Our Rating: 10/10
“I Like Her” is built on instinct. You can hear that immediately. There’s a looseness to it that comes from its origin as a freestyle. The melody sits naturally, the hook is simple but effective, and the rhythm carries that familiar Afrobeat pulse that makes the track easy to fall into. It’s not overthought, and that’s part of its appeal.
What stands out most isn’t just the sound, it’s the process behind it. Harizo is operating fully independently, writing, producing, recording and mixing his own work. That kind of self-sufficiency shapes the track.
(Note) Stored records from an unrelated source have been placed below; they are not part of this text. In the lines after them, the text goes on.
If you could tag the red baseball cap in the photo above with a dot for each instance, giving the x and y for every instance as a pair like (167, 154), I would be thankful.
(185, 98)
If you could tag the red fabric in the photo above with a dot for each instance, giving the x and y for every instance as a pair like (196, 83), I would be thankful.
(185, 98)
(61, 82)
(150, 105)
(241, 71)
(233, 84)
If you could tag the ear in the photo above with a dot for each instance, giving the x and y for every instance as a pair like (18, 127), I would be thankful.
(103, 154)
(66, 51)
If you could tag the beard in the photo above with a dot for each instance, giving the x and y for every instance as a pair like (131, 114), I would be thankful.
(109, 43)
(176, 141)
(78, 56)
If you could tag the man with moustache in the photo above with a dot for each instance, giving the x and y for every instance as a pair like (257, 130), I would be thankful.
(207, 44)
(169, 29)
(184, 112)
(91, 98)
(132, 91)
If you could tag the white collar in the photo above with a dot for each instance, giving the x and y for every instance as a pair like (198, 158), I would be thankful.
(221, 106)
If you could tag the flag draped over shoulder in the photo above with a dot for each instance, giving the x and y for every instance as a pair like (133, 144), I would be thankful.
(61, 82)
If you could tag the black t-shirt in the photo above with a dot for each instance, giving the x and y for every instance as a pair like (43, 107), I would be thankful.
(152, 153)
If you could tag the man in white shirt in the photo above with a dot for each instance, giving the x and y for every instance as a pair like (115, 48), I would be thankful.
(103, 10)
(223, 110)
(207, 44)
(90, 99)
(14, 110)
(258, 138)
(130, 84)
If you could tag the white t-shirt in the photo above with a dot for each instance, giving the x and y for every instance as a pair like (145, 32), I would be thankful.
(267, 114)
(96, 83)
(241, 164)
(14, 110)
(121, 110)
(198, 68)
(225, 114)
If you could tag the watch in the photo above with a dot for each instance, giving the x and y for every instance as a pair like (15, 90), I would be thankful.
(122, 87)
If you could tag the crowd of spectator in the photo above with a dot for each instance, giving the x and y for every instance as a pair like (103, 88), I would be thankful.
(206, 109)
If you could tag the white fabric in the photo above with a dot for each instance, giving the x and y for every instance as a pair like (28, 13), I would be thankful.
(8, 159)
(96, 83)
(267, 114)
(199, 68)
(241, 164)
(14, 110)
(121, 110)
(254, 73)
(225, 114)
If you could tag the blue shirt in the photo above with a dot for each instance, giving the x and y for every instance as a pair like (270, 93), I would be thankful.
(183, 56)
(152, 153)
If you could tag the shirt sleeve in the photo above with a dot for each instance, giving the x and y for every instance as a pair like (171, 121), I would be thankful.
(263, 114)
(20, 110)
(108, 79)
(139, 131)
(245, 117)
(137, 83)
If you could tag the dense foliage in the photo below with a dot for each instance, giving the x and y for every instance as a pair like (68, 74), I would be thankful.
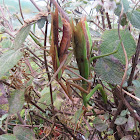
(70, 70)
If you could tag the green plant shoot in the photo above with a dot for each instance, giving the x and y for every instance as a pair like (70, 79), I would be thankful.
(82, 43)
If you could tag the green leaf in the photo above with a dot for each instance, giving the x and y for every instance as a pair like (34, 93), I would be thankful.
(21, 36)
(134, 18)
(111, 42)
(118, 9)
(16, 101)
(109, 70)
(23, 133)
(128, 137)
(99, 124)
(125, 5)
(45, 98)
(130, 124)
(120, 120)
(8, 60)
(7, 137)
(124, 112)
(41, 23)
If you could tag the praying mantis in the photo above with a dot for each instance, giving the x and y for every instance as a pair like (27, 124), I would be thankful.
(82, 44)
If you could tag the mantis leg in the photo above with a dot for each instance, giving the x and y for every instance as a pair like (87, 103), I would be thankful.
(68, 83)
(98, 86)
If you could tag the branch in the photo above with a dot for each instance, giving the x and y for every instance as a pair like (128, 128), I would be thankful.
(61, 11)
(134, 62)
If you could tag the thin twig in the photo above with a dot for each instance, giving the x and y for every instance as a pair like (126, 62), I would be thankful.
(61, 11)
(35, 5)
(134, 62)
(46, 64)
(124, 51)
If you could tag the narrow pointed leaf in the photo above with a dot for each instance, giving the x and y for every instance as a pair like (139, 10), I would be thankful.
(134, 18)
(125, 5)
(21, 36)
(16, 101)
(65, 42)
(8, 60)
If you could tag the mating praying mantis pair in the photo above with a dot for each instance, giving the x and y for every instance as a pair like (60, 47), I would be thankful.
(82, 45)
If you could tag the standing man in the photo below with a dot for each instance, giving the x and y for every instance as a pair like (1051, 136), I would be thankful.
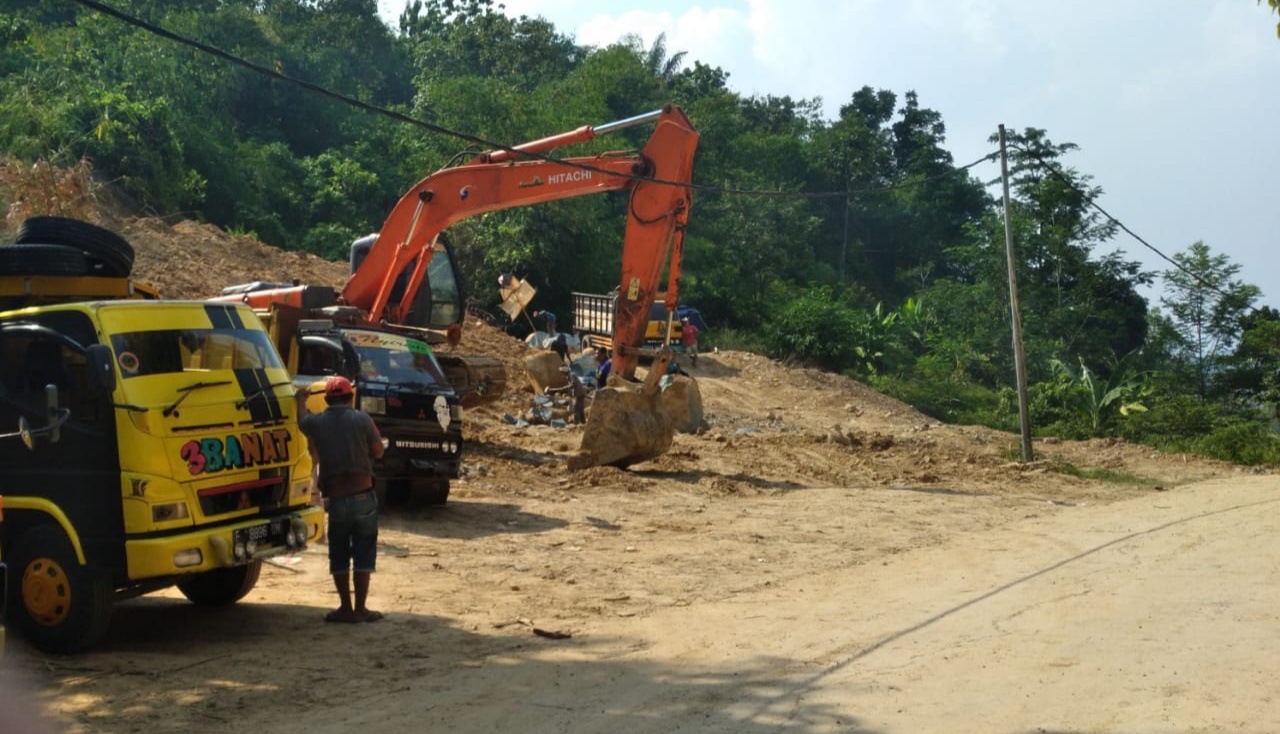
(689, 338)
(606, 361)
(577, 390)
(346, 442)
(549, 320)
It feels direct, unfiltered, and personal in a way that more polished, label-driven releases often don’t.
Sonically, it sits somewhere between Afrobeat, dancehall, and light hip-hop influence. The groove is there, the bounce is there, and the vocal delivery rides the beat comfortably. It’s accessible without trying too hard to be commercial.
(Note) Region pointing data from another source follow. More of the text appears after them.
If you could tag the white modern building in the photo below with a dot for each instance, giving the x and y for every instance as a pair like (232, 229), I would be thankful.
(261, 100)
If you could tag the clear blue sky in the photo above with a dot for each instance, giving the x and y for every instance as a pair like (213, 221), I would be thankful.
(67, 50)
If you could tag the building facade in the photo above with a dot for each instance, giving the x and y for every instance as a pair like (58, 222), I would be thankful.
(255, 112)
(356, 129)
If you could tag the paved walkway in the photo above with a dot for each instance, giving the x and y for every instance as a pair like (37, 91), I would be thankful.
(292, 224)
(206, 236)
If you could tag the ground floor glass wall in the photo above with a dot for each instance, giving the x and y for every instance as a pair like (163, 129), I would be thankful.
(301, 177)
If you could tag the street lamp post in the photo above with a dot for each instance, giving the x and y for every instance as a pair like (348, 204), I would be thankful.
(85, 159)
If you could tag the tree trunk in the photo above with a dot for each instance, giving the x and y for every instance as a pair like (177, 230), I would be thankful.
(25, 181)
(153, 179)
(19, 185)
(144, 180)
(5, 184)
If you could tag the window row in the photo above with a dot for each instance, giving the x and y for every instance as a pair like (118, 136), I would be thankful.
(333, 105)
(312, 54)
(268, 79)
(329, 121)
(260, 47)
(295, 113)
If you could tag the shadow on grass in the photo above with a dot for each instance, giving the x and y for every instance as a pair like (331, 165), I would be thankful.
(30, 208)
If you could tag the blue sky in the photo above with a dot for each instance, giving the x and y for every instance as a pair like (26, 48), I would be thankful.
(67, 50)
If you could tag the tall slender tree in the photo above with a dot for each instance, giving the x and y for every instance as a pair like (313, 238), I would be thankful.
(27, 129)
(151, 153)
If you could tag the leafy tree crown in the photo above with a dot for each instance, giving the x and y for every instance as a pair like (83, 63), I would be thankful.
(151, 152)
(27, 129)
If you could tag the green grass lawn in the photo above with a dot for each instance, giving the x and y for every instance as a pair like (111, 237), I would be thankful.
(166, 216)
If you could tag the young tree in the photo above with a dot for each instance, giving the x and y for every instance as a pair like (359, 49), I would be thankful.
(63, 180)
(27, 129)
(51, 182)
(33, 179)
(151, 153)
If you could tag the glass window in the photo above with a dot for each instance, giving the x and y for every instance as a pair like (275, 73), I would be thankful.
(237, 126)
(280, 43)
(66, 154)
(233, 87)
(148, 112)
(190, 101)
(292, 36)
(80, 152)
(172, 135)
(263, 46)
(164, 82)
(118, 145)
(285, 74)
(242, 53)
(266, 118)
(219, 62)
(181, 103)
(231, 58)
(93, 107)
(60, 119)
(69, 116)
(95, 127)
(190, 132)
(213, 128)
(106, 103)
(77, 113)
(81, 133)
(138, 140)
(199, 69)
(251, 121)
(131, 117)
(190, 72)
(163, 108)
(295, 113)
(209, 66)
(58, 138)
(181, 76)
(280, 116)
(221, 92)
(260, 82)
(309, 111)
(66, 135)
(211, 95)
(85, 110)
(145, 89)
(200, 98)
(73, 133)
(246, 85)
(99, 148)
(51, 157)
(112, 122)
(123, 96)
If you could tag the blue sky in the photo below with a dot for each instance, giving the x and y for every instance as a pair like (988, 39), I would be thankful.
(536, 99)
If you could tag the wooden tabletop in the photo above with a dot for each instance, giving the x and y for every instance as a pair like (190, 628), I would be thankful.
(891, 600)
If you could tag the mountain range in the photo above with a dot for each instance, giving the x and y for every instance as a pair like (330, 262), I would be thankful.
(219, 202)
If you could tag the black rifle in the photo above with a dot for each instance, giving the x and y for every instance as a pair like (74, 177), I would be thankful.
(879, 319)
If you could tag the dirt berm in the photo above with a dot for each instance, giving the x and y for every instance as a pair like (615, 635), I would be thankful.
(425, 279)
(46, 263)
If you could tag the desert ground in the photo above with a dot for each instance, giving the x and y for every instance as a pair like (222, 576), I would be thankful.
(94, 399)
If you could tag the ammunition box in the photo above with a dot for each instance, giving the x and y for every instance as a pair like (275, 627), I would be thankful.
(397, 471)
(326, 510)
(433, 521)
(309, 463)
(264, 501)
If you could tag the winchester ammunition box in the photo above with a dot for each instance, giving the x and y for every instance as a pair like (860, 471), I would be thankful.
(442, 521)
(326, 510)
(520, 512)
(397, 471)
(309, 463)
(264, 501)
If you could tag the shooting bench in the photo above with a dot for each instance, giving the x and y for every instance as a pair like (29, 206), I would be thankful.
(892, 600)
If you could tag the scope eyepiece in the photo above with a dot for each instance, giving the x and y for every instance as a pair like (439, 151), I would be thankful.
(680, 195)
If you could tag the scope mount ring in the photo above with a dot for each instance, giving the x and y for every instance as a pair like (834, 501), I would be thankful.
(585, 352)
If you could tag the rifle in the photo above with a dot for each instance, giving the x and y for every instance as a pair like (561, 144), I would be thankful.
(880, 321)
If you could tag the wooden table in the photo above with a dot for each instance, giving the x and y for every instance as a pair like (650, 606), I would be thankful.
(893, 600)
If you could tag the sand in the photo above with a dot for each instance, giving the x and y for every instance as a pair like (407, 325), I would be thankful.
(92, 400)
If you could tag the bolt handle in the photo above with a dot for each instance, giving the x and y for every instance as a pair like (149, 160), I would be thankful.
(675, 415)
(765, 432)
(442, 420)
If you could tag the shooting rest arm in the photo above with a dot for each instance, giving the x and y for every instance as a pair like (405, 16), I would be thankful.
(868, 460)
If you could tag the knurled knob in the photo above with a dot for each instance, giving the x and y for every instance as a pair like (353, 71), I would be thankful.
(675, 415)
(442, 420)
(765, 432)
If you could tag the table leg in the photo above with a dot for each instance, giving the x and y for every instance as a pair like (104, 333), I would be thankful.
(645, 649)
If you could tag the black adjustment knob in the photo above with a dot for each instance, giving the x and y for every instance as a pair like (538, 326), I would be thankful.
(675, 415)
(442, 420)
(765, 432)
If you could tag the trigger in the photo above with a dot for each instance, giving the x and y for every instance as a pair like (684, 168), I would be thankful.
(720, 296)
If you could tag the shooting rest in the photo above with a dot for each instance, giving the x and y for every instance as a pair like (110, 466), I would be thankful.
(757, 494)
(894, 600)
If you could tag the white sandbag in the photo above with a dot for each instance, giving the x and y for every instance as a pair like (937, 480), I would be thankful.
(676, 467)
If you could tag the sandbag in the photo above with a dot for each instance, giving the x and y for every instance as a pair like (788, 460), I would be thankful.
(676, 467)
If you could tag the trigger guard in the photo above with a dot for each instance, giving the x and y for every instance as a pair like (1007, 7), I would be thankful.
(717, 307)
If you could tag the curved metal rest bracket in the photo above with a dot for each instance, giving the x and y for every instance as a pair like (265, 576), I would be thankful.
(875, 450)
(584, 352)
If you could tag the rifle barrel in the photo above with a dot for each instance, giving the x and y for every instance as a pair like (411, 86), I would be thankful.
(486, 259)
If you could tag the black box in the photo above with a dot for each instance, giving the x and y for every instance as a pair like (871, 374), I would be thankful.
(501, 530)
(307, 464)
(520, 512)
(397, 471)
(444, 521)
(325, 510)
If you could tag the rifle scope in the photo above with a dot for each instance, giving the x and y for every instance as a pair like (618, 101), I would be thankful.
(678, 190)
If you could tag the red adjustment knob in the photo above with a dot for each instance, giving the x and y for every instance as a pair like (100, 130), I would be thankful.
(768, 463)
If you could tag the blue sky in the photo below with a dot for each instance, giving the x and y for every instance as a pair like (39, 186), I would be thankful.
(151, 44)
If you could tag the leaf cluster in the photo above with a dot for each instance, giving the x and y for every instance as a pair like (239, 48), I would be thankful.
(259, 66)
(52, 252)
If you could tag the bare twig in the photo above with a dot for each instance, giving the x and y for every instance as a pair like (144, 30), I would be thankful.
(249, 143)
The track leans heavily on familiarity. The structure, the rhythm, even the melodic phrasing all sit within well-established Afrobeat patterns. It works, but it doesn’t yet separate itself from the wider field. There’s no sharp twist, no unexpected moment that really stamps identity onto it.
The DIY production, while impressive in context, occasionally shows its limits. The mix is functional rather than expansive, and the track doesn’t fully hit the depth or clarity you’d expect from top-tier Afrobeat releases. That said, knowing it was built from scratch by one person reframes that. It becomes less of a flaw and more of a marker of where things can go next.
And that’s really what “I Like Her” represents.
Massive potential.
Harizo clearly understands rhythm, knows how to build a hook, and has the drive to create consistently without waiting for permission or resources. That alone puts him ahead of a lot of artists still stuck at the idea stage.
“I Like Her” is easy to listen to, easy to like, and easy to replay.
The next step is making it impossible to overlook.